Dólar fecha em queda com pressão externa
O dólar registrou mais uma sessão de baixa nesta quinta-feira, fechando a R$ 5,3133. A moeda norte-americana recuou 0,32% em relação ao pregão anterior.
O movimento acompanhou a tendência de fraqueza observada nos mercados internacionais. Foi diretamente influenciado por dados do mercado de trabalho dos Estados Unidos que vieram mais fracos do que as projeções.
Índice DXY também recua
Por volta das 17h, horário de Brasília, o índice DXY operava com recuo de 0,49%, aos 98.867 pontos. Esse indicador mede a força do dólar frente a uma cesta de seis moedas globais.
A queda no exterior criou um ambiente favorável para a desvalorização do dólar também no mercado brasileiro. O cenário externo estabeleceu as condições para o movimento observado na praça doméstica.
Mercado reforça apostas de corte de juros
Os dados mais fracos do mercado de trabalho norte-americano fortaleceram significativamente as expectativas por um novo corte nas taxas de juros pelo Federal Reserve.

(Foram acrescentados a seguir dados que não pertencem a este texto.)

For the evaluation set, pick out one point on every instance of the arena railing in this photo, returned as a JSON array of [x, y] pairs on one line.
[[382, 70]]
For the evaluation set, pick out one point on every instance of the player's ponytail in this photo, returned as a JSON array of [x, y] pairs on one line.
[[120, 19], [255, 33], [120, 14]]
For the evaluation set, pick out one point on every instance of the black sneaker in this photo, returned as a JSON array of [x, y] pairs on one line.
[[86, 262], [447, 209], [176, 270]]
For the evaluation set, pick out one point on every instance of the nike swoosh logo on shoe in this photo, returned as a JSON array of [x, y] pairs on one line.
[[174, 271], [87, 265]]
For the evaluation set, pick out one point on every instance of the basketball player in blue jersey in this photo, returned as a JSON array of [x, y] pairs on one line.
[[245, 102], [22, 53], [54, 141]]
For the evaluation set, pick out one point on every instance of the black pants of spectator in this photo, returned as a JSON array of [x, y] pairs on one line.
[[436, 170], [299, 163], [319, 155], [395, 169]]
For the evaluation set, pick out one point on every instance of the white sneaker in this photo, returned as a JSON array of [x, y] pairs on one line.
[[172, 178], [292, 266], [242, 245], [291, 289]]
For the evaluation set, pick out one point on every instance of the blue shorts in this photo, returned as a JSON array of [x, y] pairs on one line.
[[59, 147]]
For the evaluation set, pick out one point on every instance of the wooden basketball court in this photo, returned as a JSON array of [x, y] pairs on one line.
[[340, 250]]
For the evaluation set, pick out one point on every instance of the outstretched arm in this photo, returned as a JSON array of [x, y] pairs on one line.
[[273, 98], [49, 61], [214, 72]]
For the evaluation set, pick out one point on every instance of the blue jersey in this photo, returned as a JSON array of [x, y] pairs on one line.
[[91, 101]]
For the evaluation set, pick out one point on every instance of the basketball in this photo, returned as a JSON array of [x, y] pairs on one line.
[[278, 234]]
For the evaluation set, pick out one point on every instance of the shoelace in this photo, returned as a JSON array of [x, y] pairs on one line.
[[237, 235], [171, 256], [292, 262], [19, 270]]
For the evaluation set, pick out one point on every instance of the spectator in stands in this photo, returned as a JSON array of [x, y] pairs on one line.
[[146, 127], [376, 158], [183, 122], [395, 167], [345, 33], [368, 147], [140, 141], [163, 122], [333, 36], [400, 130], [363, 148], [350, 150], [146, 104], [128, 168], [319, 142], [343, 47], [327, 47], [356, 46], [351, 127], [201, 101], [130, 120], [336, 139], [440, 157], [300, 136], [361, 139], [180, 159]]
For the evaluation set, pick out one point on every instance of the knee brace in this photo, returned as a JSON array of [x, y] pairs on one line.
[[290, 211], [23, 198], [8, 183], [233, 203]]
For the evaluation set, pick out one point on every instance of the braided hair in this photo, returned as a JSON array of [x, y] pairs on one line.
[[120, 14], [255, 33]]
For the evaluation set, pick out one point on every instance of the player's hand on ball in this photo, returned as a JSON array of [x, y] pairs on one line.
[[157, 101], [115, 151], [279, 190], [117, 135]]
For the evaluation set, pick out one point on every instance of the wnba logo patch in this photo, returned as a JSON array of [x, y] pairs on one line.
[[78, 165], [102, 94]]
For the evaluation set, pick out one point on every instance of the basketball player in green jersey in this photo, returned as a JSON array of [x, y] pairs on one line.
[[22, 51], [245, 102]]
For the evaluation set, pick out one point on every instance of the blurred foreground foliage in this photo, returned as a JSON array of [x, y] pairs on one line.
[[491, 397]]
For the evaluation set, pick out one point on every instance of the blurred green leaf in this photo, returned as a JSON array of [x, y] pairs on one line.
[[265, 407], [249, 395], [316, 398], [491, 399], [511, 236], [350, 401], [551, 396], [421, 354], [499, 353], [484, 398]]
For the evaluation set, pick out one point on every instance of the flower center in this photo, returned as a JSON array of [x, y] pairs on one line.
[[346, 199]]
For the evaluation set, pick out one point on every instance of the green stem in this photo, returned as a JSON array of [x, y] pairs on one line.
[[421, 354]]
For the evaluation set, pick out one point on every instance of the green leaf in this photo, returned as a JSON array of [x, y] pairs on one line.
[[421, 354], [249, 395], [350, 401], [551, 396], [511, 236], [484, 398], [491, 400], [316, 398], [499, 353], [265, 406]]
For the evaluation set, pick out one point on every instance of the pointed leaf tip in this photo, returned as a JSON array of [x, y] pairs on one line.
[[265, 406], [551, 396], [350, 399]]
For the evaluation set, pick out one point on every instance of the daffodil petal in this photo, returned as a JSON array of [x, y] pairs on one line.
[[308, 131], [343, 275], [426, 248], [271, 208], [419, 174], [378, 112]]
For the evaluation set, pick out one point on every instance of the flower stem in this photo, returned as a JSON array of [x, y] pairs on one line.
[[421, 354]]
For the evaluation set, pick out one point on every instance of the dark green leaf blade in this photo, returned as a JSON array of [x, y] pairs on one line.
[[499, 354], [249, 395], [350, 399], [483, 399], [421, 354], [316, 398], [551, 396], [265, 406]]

A aposta de que o banco central dos Estados Unidos reduzirá o custo do crédito ganhou mais força após a divulgação dessas informações. Esse movimento de expectativas é um dos principais condutores das flutuações cambiais em todo o mundo.
Probabilidade de manutenção cai
Concretamente, a probabilidade de manutenção dos juros nas atuais taxas caiu de 12% para 11%, segundo cálculos do mercado. Essa mudança indica uma percepção crescente de que as condições econômicas podem justificar uma política monetária mais flexível.
O Comitê Federal do Mercado Aberto do Fed, conhecido como Fomc, realizará sua última reunião de 2025 na próxima semana. O encontro ocorrerá entre os dias 9 e 10 de dezembro.
Reuniões de política monetária em foco
No mesmo período, entre 9 e 10 de dezembro, o Comitê de Política Monetária do Banco Central do Brasil realizará sua reunião de política monetária. O encontro do Copom acontecerá simultaneamente à reunião do Fomc nos Estados Unidos.
Essa coincidência cria um cenário de atenção redobrada para os mercados financeiros. As decisões de ambos os bancos centrais terão impacto direto nas taxas de câmbio.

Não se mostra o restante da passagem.